Keana perlahan mundur, sesuatu di depannya membuatnya takut, di depannya manusia setengah ikan tengah meraung kesakitan, Keana melihat dengan jelas bagaimana ekor itu membelah dengan sendirinya disusul bunyi seperti patahan tulang dan lebih mengejutkannya lagi ekor itu berubah menjadi kaki, seperti kaki manusia pada umumnya. Dari postur tubuhnya Keana tahu ia laki-laki, hanya saja rambut milik makhluk itu agak panjang.
Merman? Duyung? Keana tidak dapat menjelaskan sosok yang membelakanginya itu. Ini semua terasa membingungkan juga menakutkan. Keana mundur tanpa menyadari ada batu karang di belakangnya, dan beberapa detik kemudian tubuhnya tersandung dan terjungkal, sukses membuat makhluk yang membelakanginya itu memutar kepalanya dan melihat ke arahnya.
Keana nyaris saja berteriak, jika saja ia tidak lebih dulu menatap mata biru milik makhluk itu, manik itu seolah menghipnotisnya membawanya tenggelam. Perlahan angin menerbangkan rambut makhluk itu, hingga keana bisa melihat wajahnya dengan jelas.
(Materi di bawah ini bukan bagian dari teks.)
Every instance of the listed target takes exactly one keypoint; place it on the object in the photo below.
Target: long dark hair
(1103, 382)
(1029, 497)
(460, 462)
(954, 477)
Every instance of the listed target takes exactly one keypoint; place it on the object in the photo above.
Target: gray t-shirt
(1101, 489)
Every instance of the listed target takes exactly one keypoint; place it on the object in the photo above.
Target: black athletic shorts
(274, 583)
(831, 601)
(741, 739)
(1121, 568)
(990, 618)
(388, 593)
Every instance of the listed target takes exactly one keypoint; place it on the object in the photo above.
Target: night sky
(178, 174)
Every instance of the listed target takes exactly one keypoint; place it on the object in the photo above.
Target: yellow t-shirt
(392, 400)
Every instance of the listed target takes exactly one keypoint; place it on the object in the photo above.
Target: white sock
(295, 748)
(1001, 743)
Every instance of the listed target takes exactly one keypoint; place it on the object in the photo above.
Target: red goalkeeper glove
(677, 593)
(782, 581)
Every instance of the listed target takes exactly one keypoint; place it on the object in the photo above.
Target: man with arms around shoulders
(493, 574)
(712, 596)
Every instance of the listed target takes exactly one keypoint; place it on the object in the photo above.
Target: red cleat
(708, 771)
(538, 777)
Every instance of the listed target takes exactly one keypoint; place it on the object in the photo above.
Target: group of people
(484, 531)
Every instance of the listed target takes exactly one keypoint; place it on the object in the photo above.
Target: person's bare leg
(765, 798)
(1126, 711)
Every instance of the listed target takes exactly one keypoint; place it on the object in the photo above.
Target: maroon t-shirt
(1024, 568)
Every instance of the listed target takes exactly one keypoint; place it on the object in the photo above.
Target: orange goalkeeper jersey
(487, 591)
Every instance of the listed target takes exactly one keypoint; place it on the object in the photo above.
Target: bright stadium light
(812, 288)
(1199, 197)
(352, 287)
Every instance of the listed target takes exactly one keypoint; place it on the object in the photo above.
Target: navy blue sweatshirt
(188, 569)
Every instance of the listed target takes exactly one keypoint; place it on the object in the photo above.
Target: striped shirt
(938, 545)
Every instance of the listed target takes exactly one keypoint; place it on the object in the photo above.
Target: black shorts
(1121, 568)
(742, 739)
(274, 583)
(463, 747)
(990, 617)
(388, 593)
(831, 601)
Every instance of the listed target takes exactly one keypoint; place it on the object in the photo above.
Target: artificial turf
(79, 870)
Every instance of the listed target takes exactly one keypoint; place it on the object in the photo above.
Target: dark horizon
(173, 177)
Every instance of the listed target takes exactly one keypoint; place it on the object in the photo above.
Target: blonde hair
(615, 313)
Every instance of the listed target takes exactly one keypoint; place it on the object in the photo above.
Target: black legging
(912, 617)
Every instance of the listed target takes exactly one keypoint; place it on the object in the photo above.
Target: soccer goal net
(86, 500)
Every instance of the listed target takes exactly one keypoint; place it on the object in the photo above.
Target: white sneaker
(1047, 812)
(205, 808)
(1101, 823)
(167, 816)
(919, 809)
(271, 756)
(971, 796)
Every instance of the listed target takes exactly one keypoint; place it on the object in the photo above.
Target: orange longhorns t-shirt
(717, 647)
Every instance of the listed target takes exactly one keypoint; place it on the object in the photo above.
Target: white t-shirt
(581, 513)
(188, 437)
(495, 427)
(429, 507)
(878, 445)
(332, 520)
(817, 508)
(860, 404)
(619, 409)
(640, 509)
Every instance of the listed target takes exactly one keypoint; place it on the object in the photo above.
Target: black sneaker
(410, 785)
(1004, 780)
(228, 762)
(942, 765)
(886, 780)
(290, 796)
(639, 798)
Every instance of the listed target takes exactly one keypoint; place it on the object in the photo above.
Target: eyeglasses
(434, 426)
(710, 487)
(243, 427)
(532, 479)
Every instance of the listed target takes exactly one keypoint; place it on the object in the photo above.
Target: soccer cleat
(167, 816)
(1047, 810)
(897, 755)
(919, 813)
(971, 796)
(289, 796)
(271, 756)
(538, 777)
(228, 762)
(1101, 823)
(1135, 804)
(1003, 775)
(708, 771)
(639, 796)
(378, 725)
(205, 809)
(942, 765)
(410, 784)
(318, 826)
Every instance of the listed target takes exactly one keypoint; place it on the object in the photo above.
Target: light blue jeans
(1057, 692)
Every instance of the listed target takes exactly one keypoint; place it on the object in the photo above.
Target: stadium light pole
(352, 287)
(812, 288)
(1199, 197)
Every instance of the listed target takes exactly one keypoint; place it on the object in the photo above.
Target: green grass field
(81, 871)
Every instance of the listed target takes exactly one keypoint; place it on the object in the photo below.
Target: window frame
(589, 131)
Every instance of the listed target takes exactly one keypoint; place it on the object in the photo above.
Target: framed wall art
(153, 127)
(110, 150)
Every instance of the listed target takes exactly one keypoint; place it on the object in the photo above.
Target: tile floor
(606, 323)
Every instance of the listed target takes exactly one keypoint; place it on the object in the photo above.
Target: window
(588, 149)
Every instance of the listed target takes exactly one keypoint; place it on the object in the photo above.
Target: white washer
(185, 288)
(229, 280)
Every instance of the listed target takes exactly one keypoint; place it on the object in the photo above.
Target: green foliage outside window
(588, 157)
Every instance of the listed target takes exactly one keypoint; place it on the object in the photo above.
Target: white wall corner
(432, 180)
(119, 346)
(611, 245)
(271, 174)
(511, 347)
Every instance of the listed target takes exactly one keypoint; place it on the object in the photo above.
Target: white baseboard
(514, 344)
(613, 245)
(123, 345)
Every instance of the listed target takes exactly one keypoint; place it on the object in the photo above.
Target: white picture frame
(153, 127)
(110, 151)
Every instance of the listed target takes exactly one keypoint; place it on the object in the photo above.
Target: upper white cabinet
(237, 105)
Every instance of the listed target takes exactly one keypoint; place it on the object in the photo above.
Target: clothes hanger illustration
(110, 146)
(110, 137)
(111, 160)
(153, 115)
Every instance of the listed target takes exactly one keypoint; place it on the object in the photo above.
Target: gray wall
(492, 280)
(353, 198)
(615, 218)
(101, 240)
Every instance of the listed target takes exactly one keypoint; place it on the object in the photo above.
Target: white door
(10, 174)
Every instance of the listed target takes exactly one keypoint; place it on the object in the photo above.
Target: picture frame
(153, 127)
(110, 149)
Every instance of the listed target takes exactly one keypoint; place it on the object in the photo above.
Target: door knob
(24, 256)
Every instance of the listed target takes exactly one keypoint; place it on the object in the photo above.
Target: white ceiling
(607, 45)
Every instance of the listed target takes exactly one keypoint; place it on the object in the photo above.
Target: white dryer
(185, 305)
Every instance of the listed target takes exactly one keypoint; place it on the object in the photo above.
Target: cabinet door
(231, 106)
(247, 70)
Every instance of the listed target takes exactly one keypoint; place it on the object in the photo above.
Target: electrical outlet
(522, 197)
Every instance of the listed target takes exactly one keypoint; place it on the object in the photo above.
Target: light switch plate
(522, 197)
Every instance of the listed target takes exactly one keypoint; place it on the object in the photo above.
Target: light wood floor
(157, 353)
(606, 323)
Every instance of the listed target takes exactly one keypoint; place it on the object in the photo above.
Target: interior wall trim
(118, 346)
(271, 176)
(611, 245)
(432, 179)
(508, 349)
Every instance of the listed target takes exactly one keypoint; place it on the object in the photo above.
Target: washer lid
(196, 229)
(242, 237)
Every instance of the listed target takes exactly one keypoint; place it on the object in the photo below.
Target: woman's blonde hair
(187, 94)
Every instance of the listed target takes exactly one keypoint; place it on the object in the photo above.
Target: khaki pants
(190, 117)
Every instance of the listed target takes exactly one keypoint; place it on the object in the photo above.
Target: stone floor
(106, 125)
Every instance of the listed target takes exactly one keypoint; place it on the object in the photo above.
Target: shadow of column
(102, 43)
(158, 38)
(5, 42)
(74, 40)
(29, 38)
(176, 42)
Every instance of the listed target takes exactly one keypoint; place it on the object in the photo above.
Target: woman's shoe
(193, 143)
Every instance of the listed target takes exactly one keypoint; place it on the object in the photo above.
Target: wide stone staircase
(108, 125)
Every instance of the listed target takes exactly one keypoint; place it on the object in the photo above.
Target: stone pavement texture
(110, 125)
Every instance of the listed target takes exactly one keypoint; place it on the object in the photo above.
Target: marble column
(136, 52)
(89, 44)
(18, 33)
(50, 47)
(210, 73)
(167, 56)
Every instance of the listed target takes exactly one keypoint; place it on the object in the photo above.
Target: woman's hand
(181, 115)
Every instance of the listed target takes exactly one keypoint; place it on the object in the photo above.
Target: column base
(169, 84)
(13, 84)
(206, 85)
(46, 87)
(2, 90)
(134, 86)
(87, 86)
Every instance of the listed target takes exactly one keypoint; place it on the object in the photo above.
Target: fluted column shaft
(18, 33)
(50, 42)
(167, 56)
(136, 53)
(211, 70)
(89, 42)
"Grr ...." Keana terlonjak dan sadar ketika makhluk itu menggeram menampakan gigi taring yang tidak terlalu panjang, namun lebih panjang dari manusia. Keana terpesona akan paras makhluk itu, terlihat tampan apalagi dengan giginya.
Buru-buru Keana berdiri, ia menarik nafas dan membuangnya, lalu pandangannya kembali ke makhluk itu, Keana memerah saat melihat keadaan makhluk itu telanjang, tidak sepenuhnya karena tubuhnya tertutupi semacam lendir.
"Oh, apa yang harus aku lakukan?"
Keana melihat keadaan sekitar yang sepi, siapa juga yang betah lama-lama di pantai saat malam hari? Keana lalu membuka jaketnya, kemudian mencoba mendekati makhluk tampan yang menatapnya garang. Walau sebenarnya Keana takut, ia tetap mencoba untuk mendekat. Keana seperti tengah mempertaruhkan keselamatannya sendiri.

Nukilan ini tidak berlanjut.